THE divisiveness over the controversial push to remove six trees in Naracoorte's main CBD area continued right down to the final vote on the issue on Tuesday night.
Faced with a motion to remove two of the six lagunaria patersonii trees because of their poor health but retain the other four, councillors were split down the middle with a 4-4 vote.
Mayor Erika Vickery had the casting vote and had no hesitation in voting in favour of the motion to break the deadlock.
That means the two lagunaria patersonii trees in a stand of six on the northern side of Smith St that are in poor health will be removed and replaced, while the other four will be retained but pruned to below the height of the neighbouring two-storey buildings.
The community and the council have been split on the issue throughout, after business owners in the area near the trees renewed their efforts to have them removed.
They complained that the trees caused health problems because of the fibres in their pods, clogged their gutters and marred the visual appeal of their businesses.
The issue has gone to public consultation twice - in 2009 and 2013 - and twice there has been a groundswell of support to keep the trees. (However, an online poll conducted by the Herald resulted in nearly 90 per cent of respondents voting to remove the trees).
The 4-4 vote at Tuesday's meeting was identical to the 4-4 deadlock at the council's December meeting, when Cr John Flynn moved a motion to ask the council's botanical working group to prepare a strategic replacement program for trees in Naracoorte's CBD and make a list of significant trees in the town.
On that occasion, Mrs Vickery also lodged her casting vote in favour.
(Cr Brett Armfield did not vote in either case, having declared a conflict of interest as a neighbouring business owner).
Having considered the issue after it was referred from the council, the botanical working group made a series of recommendations to the council's strategic asset management committee, which caused further division when members were tied 3-3 in voting on them.
However, those recommendations were taken to this week's council meeting, resulting in the tied 4-4 vote and resultant casting vote in favour.
The recommendations were:
- The second and fifth lagunaria trees in Smith St be removed on account of their poor health and replaced with the same Hawthorn species and cultivar as planted east of the town hall.
- The remaining lagunarias are pruned by an arborist to be clear of the buildings and below the height of the gutter line of adjacent two storey buildings.
- The funding for such works to be considered as a discreet item in the budget considerations for 2014-15.
- Any pruning be carried out at the optimum time for the health and survival of the remaining trees.
- At peak times of leaf and flower shedding council increases the frequency of footpath sweeping to remove the litter.

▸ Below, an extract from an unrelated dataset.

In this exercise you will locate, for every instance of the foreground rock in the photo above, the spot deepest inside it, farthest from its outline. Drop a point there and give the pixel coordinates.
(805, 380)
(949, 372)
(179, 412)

There was considerable debate before the vote, with councillors speaking for and against the recommendations.
Cr Damien Ross said he would have liked more specific information about some aspects of the recommendation before voting. But generally he felt heavy pruning to below the height of the buildings, combined with removing and replacing two of the six trees, would "look pretty ordinary", and he was tending to favour removing all the trees.
Cr Ken Schultz said it was previously recommended by an arborist that the trees should be removed rather than pruned, as they would grow back more vigorously, and he "can't see any reason to keep them".

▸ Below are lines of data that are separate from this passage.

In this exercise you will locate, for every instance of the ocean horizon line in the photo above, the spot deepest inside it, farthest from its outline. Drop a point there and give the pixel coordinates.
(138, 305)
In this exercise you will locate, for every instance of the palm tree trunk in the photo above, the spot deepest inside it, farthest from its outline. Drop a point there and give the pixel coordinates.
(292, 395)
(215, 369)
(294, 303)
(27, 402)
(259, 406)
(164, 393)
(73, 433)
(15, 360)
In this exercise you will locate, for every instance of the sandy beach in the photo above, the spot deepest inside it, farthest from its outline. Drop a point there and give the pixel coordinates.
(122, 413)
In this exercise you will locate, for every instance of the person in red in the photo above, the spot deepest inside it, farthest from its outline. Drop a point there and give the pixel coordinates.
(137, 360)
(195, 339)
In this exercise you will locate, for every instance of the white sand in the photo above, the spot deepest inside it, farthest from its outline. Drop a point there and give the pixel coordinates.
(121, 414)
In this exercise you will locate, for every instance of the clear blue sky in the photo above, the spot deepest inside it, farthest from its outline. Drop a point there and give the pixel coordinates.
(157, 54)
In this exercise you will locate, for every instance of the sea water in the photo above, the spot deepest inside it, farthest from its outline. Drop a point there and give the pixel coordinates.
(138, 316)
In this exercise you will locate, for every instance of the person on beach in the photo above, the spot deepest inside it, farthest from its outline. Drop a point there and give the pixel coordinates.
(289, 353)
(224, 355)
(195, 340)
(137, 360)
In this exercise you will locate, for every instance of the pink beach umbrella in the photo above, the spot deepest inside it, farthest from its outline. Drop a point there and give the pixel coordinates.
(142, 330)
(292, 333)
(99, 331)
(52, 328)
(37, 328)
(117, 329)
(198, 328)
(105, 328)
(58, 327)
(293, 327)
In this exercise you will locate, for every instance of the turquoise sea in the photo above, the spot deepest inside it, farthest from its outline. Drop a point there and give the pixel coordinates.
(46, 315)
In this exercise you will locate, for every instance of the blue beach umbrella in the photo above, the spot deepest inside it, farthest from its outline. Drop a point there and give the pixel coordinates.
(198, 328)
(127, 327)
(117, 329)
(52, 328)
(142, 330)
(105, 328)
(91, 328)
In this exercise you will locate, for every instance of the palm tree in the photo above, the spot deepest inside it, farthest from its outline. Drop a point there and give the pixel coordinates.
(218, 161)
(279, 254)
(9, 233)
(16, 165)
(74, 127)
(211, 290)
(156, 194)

Cr Ken Banning said the same arborist had rated the trees all of poor to average health, they had huge root systems which could impact on services below the ground, and action was needed.
"It's either all or nothing - we either do nothing or we take the lot," he said.
Cr Craig McGuire felt the community was quite clear in its thinking and the council should take that into account.
"This has been to public consultation twice," he said. "Both times there's been a vast majority in favour of keeping the trees.
"Why have it if you're not going to listen? Why have it if it comes down to personal opinion?"
Cr John Flynn closed the debate by saying he was "rather staggered by some of the responses of councillors".
Cr Flynn said the overriding factor for him was that the council had only introduced a tree policy last year - "which we all voted in" - of which a key point was that trees should only be removed if they were dangerous or dead.
He said councillors couldn't accept a policy, but then revert to "gut feeling" and "kneejerk reaction" in individual cases.
Cr Flynn added that he had done a considerable amount of research on street trees including lagunaria patersonii and had found that they were among those with the lowest health risks, despite claims from their opponents that they caused allergies and asthma.
He said as evergreen, hardwood trees which didn't drop limbs, if they didn't have fibres in their pods, they would be "almost considered the ultimate street tree".
They also had historical value, and "removing them would upset an enormous number of people in this town who believe they're important."
The project to remove and replace the two dead trees and prune the other four will be discussed as part of 2014-15 budget deliberations.